Rot-Grün einigt sich auf Anti-Terror-Paket. Angehörige zahlreicher Berufe müssen sich einer Sicherheitsüberprüfung unterziehen. Gekippt wird das Initiativ-Ermittlungsrecht des BKA

BERLIN taz ■ Als einen großen Erfolg haben rote wie grüne Unterhändler gestern das Ergebnis der Koalitionsverhandlungen über das „Sicherheitspaket II“ bezeichnet. Nach 30 Stunden Verhandlungen über drei Tage hinweg hatten sich die Teilnehmer bis Samstagabend darauf geeinigt, das als „Anti-Terror-Paket“ des Bundesinnenministers Otto Schily (SPD) bekannt gewordene Maßnahmenbündel in einer entschärften Form am 7. November ins Kabinett zu reichen.
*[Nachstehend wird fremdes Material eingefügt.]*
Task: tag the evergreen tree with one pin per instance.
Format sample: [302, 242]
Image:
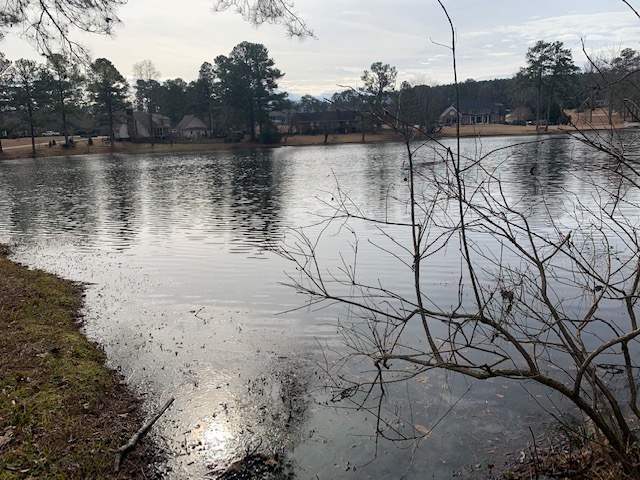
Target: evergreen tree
[108, 93]
[248, 83]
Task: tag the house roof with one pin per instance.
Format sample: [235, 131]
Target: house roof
[466, 105]
[191, 122]
[328, 116]
[156, 118]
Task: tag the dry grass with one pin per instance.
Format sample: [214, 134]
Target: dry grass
[21, 148]
[62, 412]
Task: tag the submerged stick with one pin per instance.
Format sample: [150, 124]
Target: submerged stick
[133, 441]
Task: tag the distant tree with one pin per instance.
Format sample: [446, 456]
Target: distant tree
[348, 99]
[147, 91]
[309, 103]
[248, 83]
[379, 81]
[49, 24]
[257, 12]
[205, 92]
[63, 82]
[417, 106]
[26, 93]
[108, 92]
[4, 90]
[549, 65]
[617, 77]
[174, 99]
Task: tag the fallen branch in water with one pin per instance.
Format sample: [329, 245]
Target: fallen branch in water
[133, 441]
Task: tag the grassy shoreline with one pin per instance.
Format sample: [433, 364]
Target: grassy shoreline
[63, 413]
[21, 148]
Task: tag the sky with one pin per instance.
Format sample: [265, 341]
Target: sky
[492, 38]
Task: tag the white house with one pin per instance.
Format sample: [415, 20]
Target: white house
[192, 127]
[137, 126]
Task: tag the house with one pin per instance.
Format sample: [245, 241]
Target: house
[474, 112]
[137, 126]
[332, 121]
[192, 127]
[282, 117]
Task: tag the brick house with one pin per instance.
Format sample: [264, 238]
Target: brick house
[474, 112]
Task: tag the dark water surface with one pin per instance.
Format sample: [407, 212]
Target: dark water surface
[187, 301]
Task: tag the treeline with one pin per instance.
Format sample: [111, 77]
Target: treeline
[235, 91]
[239, 91]
[548, 85]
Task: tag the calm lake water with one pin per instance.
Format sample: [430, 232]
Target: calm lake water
[188, 302]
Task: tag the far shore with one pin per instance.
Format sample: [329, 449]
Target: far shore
[21, 147]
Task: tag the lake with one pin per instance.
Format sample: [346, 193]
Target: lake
[186, 297]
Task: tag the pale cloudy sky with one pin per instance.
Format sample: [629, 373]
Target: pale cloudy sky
[493, 37]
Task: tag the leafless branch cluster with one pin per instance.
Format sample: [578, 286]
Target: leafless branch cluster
[50, 24]
[257, 12]
[545, 291]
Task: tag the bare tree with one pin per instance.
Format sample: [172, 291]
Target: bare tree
[50, 24]
[551, 301]
[278, 12]
[147, 89]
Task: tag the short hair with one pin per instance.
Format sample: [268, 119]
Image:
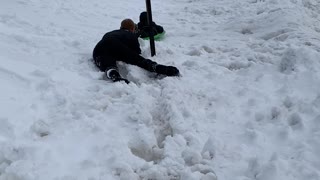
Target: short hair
[127, 24]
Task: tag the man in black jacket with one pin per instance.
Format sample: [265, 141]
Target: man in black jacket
[123, 45]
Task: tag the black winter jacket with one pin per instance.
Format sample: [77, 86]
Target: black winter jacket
[122, 36]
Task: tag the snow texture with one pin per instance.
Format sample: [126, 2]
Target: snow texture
[247, 106]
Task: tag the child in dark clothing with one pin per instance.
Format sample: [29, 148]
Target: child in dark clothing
[123, 45]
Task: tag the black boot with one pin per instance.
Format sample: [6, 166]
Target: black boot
[114, 75]
[166, 70]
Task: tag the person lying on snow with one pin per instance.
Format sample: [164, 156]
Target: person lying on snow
[143, 28]
[123, 45]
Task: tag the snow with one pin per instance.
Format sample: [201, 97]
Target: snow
[247, 106]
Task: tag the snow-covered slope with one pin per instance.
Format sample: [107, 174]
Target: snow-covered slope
[247, 106]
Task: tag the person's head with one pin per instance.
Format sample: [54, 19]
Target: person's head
[127, 24]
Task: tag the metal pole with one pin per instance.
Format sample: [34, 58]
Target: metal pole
[151, 35]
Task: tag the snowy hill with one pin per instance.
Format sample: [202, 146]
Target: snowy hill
[247, 106]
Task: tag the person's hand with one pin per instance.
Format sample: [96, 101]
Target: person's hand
[167, 70]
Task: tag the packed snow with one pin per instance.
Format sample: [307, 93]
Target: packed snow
[246, 107]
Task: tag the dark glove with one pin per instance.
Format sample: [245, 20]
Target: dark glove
[166, 70]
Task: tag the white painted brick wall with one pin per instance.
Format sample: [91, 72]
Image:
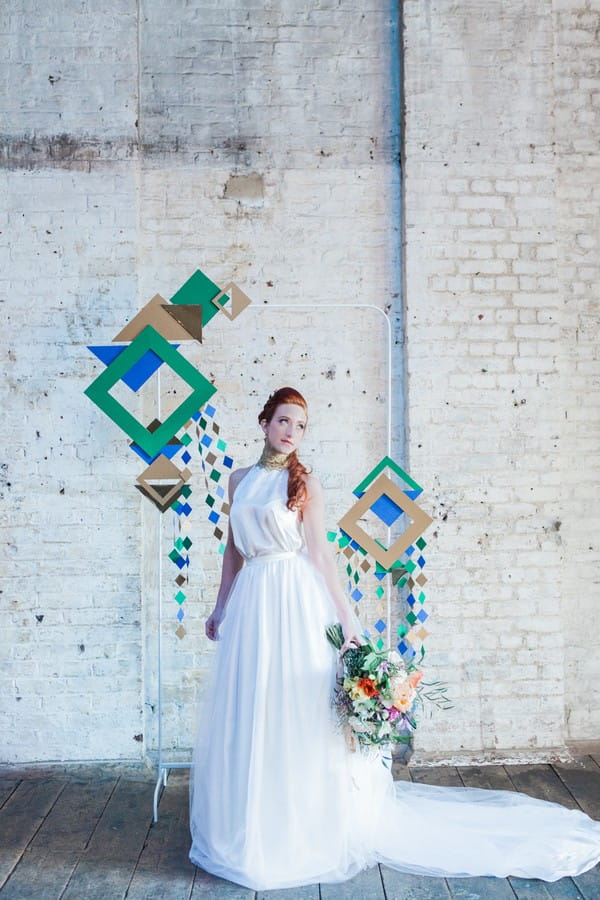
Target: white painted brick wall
[501, 257]
[118, 183]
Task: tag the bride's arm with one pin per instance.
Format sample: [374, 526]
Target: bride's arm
[319, 550]
[232, 563]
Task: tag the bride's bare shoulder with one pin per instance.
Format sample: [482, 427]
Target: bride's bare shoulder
[313, 485]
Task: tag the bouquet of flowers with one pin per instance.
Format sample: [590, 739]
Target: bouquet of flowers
[376, 693]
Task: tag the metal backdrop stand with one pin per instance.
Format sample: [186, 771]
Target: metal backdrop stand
[163, 766]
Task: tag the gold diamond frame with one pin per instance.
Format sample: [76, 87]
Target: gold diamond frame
[349, 521]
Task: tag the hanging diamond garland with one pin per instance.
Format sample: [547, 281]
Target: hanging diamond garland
[216, 463]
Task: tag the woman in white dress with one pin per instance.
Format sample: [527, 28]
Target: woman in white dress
[277, 799]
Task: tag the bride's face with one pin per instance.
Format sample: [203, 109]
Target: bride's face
[286, 429]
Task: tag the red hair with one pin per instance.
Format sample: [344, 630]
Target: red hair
[297, 492]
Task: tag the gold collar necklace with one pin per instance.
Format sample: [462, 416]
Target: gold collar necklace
[272, 459]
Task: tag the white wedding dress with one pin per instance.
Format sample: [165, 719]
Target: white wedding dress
[278, 800]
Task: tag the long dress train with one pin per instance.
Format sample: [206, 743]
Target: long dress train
[278, 800]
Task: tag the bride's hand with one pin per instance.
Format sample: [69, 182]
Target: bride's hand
[212, 625]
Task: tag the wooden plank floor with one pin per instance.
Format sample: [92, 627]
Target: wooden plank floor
[88, 833]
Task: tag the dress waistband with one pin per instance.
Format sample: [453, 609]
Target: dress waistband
[269, 557]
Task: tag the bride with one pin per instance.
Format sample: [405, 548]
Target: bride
[277, 798]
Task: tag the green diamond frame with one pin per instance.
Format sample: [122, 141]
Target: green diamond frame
[386, 463]
[150, 339]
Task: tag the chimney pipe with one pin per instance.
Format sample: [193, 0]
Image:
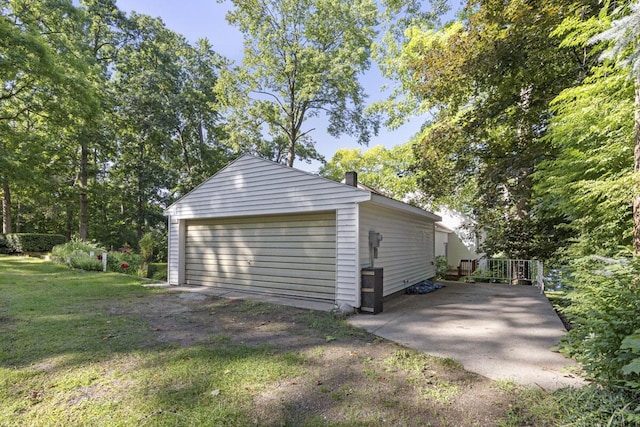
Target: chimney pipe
[351, 178]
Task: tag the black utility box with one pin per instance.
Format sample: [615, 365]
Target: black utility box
[371, 301]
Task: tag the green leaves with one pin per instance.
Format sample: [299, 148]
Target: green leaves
[302, 59]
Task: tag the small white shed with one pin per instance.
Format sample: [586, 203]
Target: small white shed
[258, 226]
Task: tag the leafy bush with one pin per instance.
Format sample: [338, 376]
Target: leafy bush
[146, 247]
[604, 310]
[597, 406]
[153, 246]
[29, 242]
[84, 261]
[4, 245]
[60, 253]
[157, 271]
[124, 262]
[77, 254]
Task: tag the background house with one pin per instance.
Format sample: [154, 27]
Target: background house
[258, 226]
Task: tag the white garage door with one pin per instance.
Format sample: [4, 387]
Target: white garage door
[292, 255]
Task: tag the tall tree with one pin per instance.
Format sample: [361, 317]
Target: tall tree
[488, 80]
[589, 183]
[385, 170]
[625, 50]
[302, 58]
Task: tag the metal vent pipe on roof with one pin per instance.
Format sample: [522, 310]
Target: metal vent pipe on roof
[351, 178]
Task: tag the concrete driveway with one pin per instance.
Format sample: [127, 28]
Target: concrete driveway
[502, 332]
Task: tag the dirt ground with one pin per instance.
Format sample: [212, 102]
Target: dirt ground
[350, 374]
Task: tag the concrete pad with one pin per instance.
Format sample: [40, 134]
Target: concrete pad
[500, 331]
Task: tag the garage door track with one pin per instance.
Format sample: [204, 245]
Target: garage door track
[502, 332]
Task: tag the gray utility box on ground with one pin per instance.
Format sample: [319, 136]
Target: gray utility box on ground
[371, 290]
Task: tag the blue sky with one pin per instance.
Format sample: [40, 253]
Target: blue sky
[196, 19]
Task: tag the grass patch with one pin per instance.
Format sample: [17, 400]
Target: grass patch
[81, 348]
[67, 359]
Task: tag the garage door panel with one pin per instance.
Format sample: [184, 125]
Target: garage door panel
[286, 255]
[269, 287]
[221, 277]
[264, 230]
[307, 263]
[255, 243]
[256, 271]
[247, 252]
[255, 267]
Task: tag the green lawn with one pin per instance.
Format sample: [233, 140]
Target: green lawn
[79, 348]
[64, 360]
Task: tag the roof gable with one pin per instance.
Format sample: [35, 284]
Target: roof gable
[253, 186]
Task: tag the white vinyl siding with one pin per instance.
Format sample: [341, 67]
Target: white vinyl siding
[291, 255]
[253, 186]
[173, 263]
[347, 268]
[406, 252]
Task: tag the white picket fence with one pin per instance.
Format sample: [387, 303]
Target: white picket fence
[509, 271]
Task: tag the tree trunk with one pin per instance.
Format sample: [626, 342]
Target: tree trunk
[292, 153]
[84, 201]
[636, 169]
[6, 207]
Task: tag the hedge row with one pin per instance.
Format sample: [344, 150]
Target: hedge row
[29, 242]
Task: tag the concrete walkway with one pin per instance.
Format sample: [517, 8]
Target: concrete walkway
[502, 332]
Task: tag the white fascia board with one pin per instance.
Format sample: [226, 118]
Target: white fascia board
[394, 204]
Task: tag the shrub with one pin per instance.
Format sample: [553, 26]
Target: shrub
[84, 261]
[61, 253]
[604, 307]
[4, 245]
[77, 254]
[157, 271]
[29, 242]
[146, 247]
[124, 262]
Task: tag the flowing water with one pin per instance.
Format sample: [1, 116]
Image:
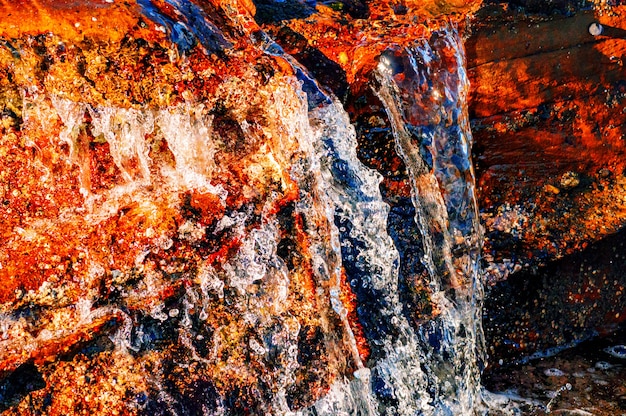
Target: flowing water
[430, 369]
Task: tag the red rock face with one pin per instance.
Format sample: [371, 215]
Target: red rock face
[165, 235]
[139, 170]
[548, 124]
[548, 105]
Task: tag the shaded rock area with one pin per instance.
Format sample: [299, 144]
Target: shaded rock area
[585, 380]
[548, 108]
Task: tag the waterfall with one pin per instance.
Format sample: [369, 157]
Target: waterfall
[262, 276]
[424, 88]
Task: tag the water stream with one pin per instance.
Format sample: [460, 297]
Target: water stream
[303, 140]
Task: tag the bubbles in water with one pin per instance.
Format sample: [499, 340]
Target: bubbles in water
[617, 351]
[553, 372]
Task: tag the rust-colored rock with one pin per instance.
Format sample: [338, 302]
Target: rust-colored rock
[548, 103]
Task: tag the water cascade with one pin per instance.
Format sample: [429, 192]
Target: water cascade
[233, 252]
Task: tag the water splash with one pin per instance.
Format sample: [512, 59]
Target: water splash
[423, 89]
[307, 145]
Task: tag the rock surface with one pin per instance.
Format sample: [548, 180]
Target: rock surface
[165, 172]
[548, 108]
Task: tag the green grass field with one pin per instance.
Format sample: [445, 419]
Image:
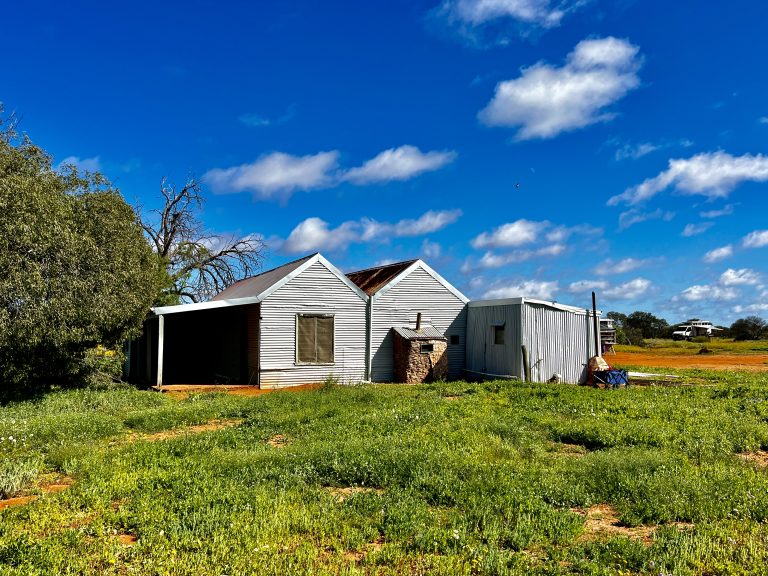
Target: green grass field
[494, 478]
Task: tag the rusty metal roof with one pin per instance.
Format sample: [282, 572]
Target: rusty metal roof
[427, 332]
[372, 280]
[255, 285]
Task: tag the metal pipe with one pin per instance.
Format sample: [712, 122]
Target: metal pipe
[526, 364]
[595, 326]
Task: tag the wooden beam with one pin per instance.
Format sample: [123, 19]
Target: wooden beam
[160, 338]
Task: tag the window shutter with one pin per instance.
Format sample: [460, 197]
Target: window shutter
[314, 339]
[305, 339]
[325, 339]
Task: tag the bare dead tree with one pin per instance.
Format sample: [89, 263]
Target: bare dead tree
[199, 264]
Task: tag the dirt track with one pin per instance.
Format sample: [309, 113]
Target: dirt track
[755, 362]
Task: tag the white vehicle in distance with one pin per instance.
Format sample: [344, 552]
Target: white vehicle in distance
[694, 328]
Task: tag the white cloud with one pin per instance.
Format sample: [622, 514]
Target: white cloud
[431, 249]
[695, 229]
[83, 164]
[429, 222]
[562, 233]
[628, 290]
[726, 210]
[545, 101]
[512, 234]
[315, 234]
[254, 120]
[527, 288]
[587, 286]
[478, 12]
[633, 216]
[622, 266]
[491, 260]
[275, 174]
[708, 292]
[635, 151]
[400, 163]
[713, 174]
[279, 174]
[756, 239]
[742, 276]
[718, 254]
[755, 308]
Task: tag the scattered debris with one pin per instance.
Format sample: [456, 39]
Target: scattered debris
[758, 457]
[127, 540]
[573, 450]
[342, 494]
[278, 441]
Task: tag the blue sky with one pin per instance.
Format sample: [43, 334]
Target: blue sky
[521, 147]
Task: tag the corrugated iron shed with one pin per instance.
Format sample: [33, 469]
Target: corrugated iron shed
[426, 332]
[371, 280]
[255, 285]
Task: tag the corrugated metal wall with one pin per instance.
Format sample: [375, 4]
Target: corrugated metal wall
[417, 292]
[558, 341]
[315, 291]
[485, 356]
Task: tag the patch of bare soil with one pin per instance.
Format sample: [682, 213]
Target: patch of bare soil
[48, 484]
[19, 501]
[211, 426]
[573, 450]
[182, 391]
[127, 540]
[342, 494]
[358, 555]
[753, 362]
[602, 521]
[758, 457]
[278, 441]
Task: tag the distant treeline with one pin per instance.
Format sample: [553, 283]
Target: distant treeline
[639, 326]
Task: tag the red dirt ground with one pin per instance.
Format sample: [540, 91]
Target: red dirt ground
[47, 486]
[181, 391]
[754, 362]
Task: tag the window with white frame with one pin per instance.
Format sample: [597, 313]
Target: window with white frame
[314, 339]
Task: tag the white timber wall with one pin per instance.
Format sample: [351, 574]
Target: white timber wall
[558, 341]
[417, 292]
[315, 291]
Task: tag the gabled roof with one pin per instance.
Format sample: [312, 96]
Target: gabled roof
[257, 288]
[377, 281]
[255, 285]
[371, 280]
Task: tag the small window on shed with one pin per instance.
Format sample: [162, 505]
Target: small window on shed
[314, 339]
[498, 334]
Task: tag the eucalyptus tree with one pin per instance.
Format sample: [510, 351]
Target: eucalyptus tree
[75, 269]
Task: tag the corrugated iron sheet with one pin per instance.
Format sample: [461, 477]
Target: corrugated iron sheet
[372, 280]
[426, 332]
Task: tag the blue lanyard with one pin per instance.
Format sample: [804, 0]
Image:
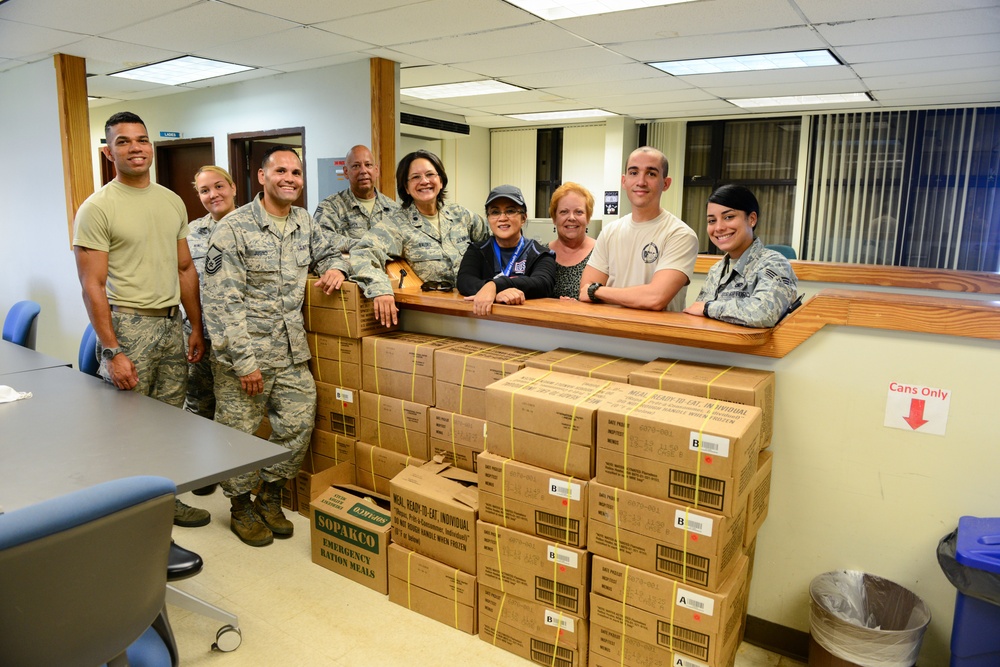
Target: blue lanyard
[510, 264]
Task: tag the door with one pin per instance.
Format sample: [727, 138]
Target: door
[176, 163]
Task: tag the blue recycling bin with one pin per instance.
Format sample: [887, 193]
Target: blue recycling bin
[975, 635]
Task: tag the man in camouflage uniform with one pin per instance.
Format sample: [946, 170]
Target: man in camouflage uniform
[347, 215]
[135, 268]
[255, 278]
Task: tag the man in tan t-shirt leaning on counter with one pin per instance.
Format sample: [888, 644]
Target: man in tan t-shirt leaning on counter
[643, 260]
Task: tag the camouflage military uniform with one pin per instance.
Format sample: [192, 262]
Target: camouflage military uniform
[345, 220]
[254, 287]
[408, 235]
[200, 398]
[755, 292]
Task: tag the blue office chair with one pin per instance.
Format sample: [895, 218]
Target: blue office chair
[83, 577]
[87, 357]
[18, 326]
[786, 250]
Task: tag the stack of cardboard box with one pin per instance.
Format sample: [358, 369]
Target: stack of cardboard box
[671, 527]
[461, 374]
[534, 570]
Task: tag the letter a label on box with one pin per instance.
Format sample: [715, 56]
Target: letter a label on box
[914, 407]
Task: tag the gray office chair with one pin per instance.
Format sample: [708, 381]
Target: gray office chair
[82, 577]
[182, 563]
[19, 325]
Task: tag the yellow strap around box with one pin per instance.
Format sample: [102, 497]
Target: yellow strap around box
[625, 441]
[659, 380]
[572, 423]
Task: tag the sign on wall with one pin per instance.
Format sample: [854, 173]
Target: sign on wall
[917, 408]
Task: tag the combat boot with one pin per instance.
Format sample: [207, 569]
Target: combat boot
[247, 525]
[268, 508]
[190, 517]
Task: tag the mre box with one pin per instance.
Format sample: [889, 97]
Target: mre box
[435, 515]
[533, 500]
[534, 568]
[587, 364]
[350, 536]
[696, 547]
[433, 589]
[747, 386]
[532, 630]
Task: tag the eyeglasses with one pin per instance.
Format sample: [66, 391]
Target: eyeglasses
[509, 212]
[416, 178]
[436, 286]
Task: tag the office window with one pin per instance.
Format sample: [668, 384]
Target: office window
[905, 188]
[760, 154]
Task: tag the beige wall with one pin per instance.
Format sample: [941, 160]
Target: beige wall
[847, 492]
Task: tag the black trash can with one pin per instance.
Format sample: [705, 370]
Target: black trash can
[860, 620]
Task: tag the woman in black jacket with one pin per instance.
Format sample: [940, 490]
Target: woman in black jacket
[507, 268]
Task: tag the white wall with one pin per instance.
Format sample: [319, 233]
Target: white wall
[35, 258]
[328, 102]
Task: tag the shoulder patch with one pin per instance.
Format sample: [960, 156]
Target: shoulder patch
[213, 260]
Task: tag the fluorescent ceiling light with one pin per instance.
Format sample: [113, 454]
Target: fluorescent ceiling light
[466, 89]
[800, 100]
[552, 10]
[562, 115]
[181, 70]
[762, 61]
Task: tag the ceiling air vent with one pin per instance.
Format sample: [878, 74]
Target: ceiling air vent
[433, 123]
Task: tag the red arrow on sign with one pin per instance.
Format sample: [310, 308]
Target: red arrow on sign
[916, 418]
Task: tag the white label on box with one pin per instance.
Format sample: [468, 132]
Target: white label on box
[710, 444]
[695, 602]
[563, 557]
[684, 661]
[693, 523]
[564, 489]
[558, 620]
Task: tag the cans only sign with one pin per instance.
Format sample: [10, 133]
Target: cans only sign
[917, 408]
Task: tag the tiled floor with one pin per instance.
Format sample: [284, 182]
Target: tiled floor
[293, 612]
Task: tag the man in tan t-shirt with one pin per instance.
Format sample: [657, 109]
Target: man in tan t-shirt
[135, 269]
[646, 259]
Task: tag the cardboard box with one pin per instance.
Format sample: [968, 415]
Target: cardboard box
[463, 400]
[338, 409]
[433, 589]
[332, 446]
[474, 364]
[350, 536]
[336, 372]
[699, 612]
[532, 630]
[609, 647]
[345, 313]
[532, 500]
[396, 424]
[377, 466]
[555, 405]
[695, 547]
[759, 498]
[534, 568]
[587, 364]
[459, 439]
[435, 515]
[746, 386]
[335, 348]
[569, 458]
[715, 437]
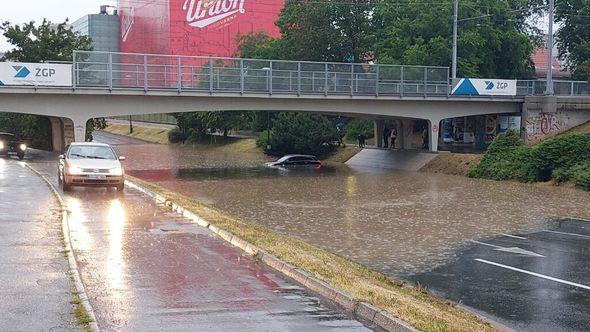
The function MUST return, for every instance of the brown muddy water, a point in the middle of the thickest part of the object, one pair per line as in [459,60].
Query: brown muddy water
[400,223]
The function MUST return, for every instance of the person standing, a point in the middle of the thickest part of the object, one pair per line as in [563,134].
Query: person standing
[385,137]
[393,137]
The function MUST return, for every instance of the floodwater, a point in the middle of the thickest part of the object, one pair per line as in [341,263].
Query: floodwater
[400,223]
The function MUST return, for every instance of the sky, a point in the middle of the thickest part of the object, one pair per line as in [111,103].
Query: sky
[21,11]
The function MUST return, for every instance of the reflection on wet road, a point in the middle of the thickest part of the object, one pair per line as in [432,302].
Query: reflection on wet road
[398,223]
[146,268]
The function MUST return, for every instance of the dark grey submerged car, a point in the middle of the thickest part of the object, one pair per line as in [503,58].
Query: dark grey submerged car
[10,144]
[296,160]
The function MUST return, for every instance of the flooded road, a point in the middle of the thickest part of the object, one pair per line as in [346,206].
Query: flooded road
[398,223]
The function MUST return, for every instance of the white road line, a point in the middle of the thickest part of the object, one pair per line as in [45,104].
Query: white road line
[486,244]
[534,274]
[514,236]
[571,234]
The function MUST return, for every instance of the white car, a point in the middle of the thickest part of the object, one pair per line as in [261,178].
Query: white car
[90,164]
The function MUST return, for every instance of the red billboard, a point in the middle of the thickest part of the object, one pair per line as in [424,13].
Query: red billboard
[193,27]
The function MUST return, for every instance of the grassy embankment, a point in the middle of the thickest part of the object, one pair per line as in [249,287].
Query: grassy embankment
[228,144]
[414,305]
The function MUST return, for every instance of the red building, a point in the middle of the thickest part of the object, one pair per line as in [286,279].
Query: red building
[193,27]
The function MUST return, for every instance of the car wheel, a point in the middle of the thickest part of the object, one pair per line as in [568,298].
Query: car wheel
[65,187]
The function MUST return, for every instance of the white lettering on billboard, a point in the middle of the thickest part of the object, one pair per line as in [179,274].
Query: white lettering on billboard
[202,13]
[485,87]
[41,74]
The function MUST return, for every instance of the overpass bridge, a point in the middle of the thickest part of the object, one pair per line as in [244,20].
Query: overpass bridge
[113,84]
Aus dem Paket gekippt ist das Recht des Bundeskriminalamtes, ohne Anfangsverdacht zu ermitteln. „Es wird keinen deutschen FBI geben“, sagte der Grüne Rechtspolitiker Volker Beck gestern. Um Ausländern den Aufenthalt zu verweigern, muss nun doch mehr als ein bloßer Verdacht auf Terrorismus vorliegen. In den Personalausweis sollen nicht unbedingt Fingerabdrücke, sondern andere biometrische Merkmale aufgenommen werden. Angestellte von sicherheitsrelevanten Einrichtungen wie Krankenhäusern, Flughäfen, Rundfunkanstalten oder Energieerzeugern sollen einer Sicherheitsüberprüfung unterzogen werden. Eine Reihe der Maßnahmen wird zeitlich begrenzt.

Der SPD-Fraktionsvize und -Unterhändler Ludwig Stiegler nannte das Paket eine „starke Antwort auf die neuen Herausforderungen“, die seit den Terroranschlägen vom 11. September bestünden. Die Erhöhung der Sicherheit sei nunmehr gewährleistet, „ohne dass dies auf Kosten von Freiheit und Grundrechten geht“, sagte die grüne Parteichefin Claudia Roth. Sie erklärte, die Abmilderung zentraler Punkte sei auch auf den lautstarken Protest der Juristen- und Bürgerrechtsverbände zurückzuführen, die in der vergangenen Woche vor allem gegen die Ausweitung der Kompetenzen des BKA Sturm gelaufen waren.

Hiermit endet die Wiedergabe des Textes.